It is here... It is a really strange feeling. I think that the day that you kiss your soldier goodbye to go off to war is a pretty unexplainable feeling.
It's like you chose to get on the scary roller coaster at Six Flags, and you get strapped in while shaking in your boots-- heading up that big hill and knowing what is coming is terrifying but it's too late to get off. Then you are sitting at the very top before they let you drop and you want off but you know you can't. And then they drop you, and your lose your stomach and you have no control over the situation.
It's like watching the weather and seeing that a horrible storm is coming your way, looking out your window and seeing those black clouds rolling near. You try and do everything you can to prepare for it- close all your windows, get the candles and matches out incase you lose power. But you can't do anything to stop it, nothing to stop the nerves, no way to truly prepare yourself. And you sit in the storm, scared and alone but just rely on your little ounce of faith that's left for the storm to pass and not leave too much damage.
We said goodbye in a most un-intimate setting- about 100 or so soldiers and their families all crowded in a very hot gym. We had a little spot on the gym floor to sit. Cayden kept himself busy with trains and bubbles. I avoided eye contact with all human specie so that I wouldn't lose it, yet again. We had two hours to hang out before you had to say "see ya" and watch them get on the buses. You can bet that I didn't stay to watch him drive away. No way my heart could handle that. Let me tell you the feeling when you let go of your best friends hand not knowing exactly when you will get to hold it again.

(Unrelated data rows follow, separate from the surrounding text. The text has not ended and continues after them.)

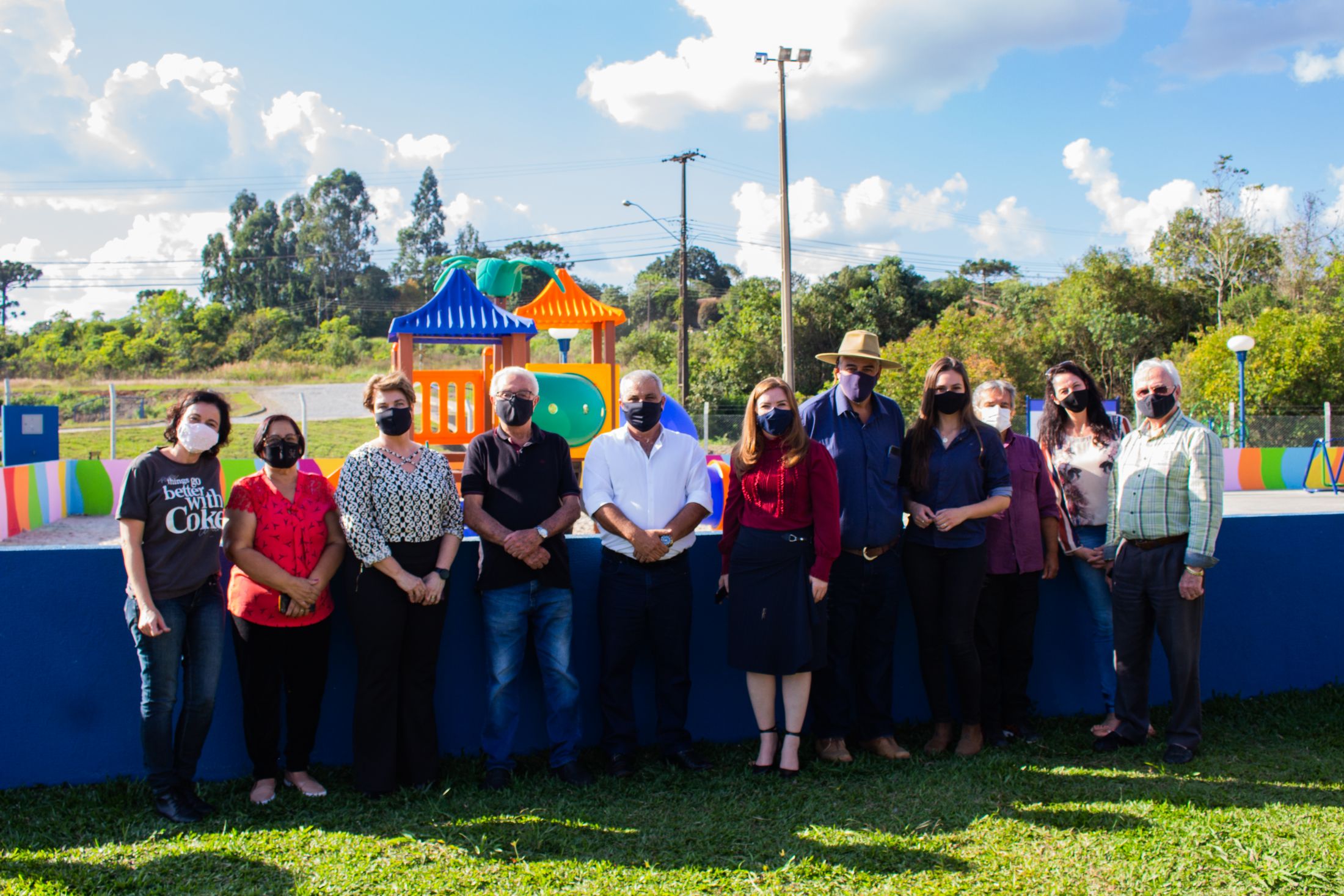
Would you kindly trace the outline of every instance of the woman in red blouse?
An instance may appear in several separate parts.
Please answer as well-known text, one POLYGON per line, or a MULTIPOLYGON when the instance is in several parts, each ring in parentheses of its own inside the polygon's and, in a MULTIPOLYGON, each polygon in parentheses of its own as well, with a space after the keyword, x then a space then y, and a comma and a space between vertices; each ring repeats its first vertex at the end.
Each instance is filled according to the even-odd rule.
POLYGON ((798 774, 798 739, 812 672, 827 664, 827 582, 840 556, 840 482, 824 446, 798 422, 793 390, 757 383, 723 506, 723 575, 728 599, 728 665, 747 673, 761 751, 758 774, 775 764, 775 676, 784 681, 780 774, 798 774))
POLYGON ((280 783, 280 692, 285 690, 285 785, 305 797, 327 790, 308 774, 327 685, 332 596, 345 551, 331 485, 296 467, 304 437, 273 414, 257 427, 253 453, 266 466, 234 482, 224 510, 224 553, 234 563, 228 613, 243 693, 243 739, 253 762, 254 803, 280 783))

It was dark and quiet and hot when we got home, luckily C went straight to bed after a quick shower which left me all alone with my thoughts. I set the alarm on the house, played on the computer for a minute, took the laundry out of the washer that was pretty much already dry, and got in bed. I don't know why it was so hard to fall asleep. I was exhausted. Maybe it was the huge elephant in the room pointing at the empty side of the bed where my husband should be laying. Maybe it was knowing that my husband was a mere 11 miles away for another 5 hours and I couldn't be with him. Maybe it was too quiet.
I will be angry. I will be sad. I will be confident. I will be proud. I will be tired. I will be terrified. I know all the emotions are just churning in my tummy. I know nothing will be quite right until he is back. I will rely on a whole lot of prayer. And coffee. God, please make me strong.